1. Introduction

Lambert–Eaton myasthenic syndrome (LEMS) is a rare autoimmune disorder of the presynaptic neuromuscular junction, characterized by impaired acetylcholine release due to autoantibodies targeting P/Q-type voltage-gated calcium channels (VGCCs).1 Clinically, LEMS commonly presents with symmetrical proximal muscle weakness, reduced or absent deep tendon reflexes, and autonomic disturbances including dry mouth, constipation, and orthostatic hypotension.2 Although LEMS may occur idiopathically, approximately 50–70% of adult cases are paraneoplastic, most frequently associated with small-cell lung carcinoma (SCLC).3 In paraneoplastic cases, neuromuscular symptoms often precede the diagnosis of the underlying malignancy, making LEMS an important early clinical indicator of occult cancer.4

The diagnosis of LEMS relies on a combination of clinical evaluation, electrophysiological studies, and serological testing for anti-VGCC antibodies. Electromyography typically reveals low-amplitude compound muscle action potentials (CMAPs) with incremental response to high-frequency repetitive nerve stimulation, a hallmark of presynaptic neuromuscular junction dysfunction.5 Elevated anti-P/Q-type VGCC antibodies support the autoimmune pathogenesis of LEMS.6 Imaging studies, including chest computed tomography (CT) and positron emission tomography–CT (PET-CT), are essential for detecting occult malignancy, most commonly SCLC.7 Immunohistochemical staining revealed extensive expression of P/Q-type VGCC in the cancer cells, which supports a tumor-associated mechanism.8

Early recognition of paraneoplastic LEMS is clinically significant, as prompt treatment of the underlying malignancy often leads to substantial improvement in neuromuscular symptoms.9 Previous studies have documented cases in which neuromuscular improvement occurred following tumor-directed therapy, underscoring the importance of an integrated diagnostic approach.10 Here, we present a detailed case of paraneoplastic LEMS that unveiled previously undiagnosed small-cell lung carcinoma (SCLC), highlighting diagnostic strategies, clinical course, and management considerations.

2. Case Presentation

A 68-year-old male with a 40-pack-year smoking history presented with a six-month history of progressive proximal muscle weakness affecting the lower limbs, difficulty climbing stairs, and frequent falls.
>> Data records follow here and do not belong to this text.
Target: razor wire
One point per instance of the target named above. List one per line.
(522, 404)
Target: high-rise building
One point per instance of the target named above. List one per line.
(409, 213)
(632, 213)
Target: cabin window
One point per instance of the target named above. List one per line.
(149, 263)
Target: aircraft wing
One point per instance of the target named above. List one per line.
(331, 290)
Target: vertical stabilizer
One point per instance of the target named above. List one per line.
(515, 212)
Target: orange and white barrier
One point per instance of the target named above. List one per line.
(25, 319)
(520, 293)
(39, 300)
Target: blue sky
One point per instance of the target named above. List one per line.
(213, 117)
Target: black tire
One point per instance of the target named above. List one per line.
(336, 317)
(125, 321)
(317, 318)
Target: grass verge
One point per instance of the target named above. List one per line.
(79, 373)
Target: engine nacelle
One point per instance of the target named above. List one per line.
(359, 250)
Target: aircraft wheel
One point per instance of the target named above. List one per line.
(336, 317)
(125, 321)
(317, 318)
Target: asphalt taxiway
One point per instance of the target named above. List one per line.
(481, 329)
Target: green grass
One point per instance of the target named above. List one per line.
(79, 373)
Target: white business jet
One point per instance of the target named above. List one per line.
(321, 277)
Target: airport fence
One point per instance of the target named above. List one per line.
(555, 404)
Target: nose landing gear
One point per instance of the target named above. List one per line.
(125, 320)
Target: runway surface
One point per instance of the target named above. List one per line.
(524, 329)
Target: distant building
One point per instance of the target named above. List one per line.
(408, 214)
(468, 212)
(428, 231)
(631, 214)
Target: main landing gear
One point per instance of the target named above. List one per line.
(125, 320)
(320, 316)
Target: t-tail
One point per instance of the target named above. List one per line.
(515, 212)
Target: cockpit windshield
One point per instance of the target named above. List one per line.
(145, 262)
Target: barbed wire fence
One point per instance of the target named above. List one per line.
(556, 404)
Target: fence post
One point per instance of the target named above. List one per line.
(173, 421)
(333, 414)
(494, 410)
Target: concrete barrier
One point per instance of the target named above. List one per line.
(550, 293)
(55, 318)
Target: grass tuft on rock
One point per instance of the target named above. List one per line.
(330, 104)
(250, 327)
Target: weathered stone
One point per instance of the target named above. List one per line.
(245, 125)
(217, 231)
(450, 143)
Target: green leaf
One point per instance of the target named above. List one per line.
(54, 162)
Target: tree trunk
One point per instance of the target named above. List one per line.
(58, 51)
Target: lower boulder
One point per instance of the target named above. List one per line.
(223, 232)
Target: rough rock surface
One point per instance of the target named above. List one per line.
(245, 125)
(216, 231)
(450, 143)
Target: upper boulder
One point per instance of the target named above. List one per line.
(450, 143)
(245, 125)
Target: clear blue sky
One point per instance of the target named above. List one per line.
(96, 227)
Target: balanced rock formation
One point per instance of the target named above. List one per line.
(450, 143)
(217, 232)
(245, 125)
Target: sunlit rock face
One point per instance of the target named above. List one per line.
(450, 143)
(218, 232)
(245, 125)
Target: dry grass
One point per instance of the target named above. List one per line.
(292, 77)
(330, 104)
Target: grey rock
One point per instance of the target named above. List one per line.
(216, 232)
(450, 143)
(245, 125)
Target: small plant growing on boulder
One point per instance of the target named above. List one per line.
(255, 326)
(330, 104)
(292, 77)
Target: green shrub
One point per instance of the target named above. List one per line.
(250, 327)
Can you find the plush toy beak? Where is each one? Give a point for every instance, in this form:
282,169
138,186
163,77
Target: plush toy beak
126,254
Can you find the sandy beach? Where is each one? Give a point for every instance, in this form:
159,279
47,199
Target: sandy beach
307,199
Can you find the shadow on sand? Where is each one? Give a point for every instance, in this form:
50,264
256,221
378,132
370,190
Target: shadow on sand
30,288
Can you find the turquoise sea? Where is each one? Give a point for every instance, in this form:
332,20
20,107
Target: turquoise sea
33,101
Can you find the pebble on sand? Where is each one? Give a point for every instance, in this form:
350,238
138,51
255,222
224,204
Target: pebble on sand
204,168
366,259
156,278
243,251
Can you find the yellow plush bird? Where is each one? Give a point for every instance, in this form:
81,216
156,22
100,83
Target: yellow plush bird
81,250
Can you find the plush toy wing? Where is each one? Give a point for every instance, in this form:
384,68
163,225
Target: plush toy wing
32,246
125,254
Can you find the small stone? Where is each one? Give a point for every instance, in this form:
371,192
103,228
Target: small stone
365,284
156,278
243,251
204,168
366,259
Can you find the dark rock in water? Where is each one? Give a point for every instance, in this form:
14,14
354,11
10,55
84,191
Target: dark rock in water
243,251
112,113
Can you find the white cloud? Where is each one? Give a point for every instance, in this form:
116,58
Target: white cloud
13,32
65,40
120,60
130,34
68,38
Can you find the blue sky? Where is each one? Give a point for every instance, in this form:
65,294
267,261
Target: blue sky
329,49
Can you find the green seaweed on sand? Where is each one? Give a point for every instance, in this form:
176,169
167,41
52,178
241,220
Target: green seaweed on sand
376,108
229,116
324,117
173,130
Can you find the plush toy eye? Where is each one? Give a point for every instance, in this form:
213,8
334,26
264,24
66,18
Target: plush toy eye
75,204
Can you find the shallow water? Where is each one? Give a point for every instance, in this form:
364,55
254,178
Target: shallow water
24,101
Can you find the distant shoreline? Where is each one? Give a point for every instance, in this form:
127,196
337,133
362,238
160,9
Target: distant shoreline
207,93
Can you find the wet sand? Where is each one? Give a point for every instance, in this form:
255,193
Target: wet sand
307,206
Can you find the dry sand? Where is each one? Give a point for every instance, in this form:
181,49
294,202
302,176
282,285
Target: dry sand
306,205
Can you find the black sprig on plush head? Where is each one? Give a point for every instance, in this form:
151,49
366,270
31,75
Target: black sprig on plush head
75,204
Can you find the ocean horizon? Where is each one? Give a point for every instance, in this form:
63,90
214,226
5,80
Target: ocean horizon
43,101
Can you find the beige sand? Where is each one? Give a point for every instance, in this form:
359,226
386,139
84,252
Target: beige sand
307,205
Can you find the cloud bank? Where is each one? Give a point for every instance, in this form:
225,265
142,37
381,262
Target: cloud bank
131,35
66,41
He also reported dry mouth, mild constipation, and episodic dizziness on standing. There was no history of sensory deficits, cranial nerve involvement, or prior neuromuscular disorders. The patient had no prior history of autoimmune disease, neuromuscular disorders, malignancy, or chronic systemic illness. He reported no family history of neuromuscular disorders, autoimmune disease, or lung cancer. He was not taking any chronic medications and denied recent exposure to drugs known to impair neuromuscular transmission. He denied alcohol or illicit drug use.

On presentation, vital signs were as follows: temperature 36.8 °C, heart rate 78 beats per minute, respiratory rate 16 breaths per minute, and oxygen saturation 97% on room air. Blood pressure was 138/82 mmHg in the supine position, with a decrease to 113/70 mmHg upon standing, consistent with orthostatic hypotension. Neurological examination revealed symmetrical proximal muscle weakness, graded 3/5 in the lower limbs and 4/5 in the upper limbs according to the Medical Research Council (MRC) scale, with relative preservation of distal muscle strength. Deep tendon reflexes were absent in the lower extremities and reduced in the upper extremities, with facilitation noted after brief muscle activation. Sensory examination was normal, including light touch, pinprick, vibration, and proprioception. Cranial nerve examination was unremarkable, and no cerebellar signs or pathological reflexes were observed.

Laboratory tests were unremarkable: hemoglobin 13.2 g/dL, WBC 6.8 ×10³/µL, platelets 220 ×10³/µL, fasting glucose 95 mg/dL, creatinine 0.9 mg/dL, and electrolytes within normal limits. Anti–P/Q-type VGCC antibodies were elevated at 120 pmol/L (reference <20 pmol/L). Nerve conduction studies demonstrated low-amplitude CMAPs in the proximal muscles, with >100% increment following 20 Hz repetitive stimulation, consistent with presynaptic neuromuscular junction disorder (Table 1), low baseline CMAP amplitudes with marked facilitation (>100%) on high-frequency repetitive nerve stimulation indicated a presynaptic neuromuscular junction disorder, supporting the diagnosis of Lambert–Eaton myasthenic syndrome and prompting evaluation for an underlying malignancy.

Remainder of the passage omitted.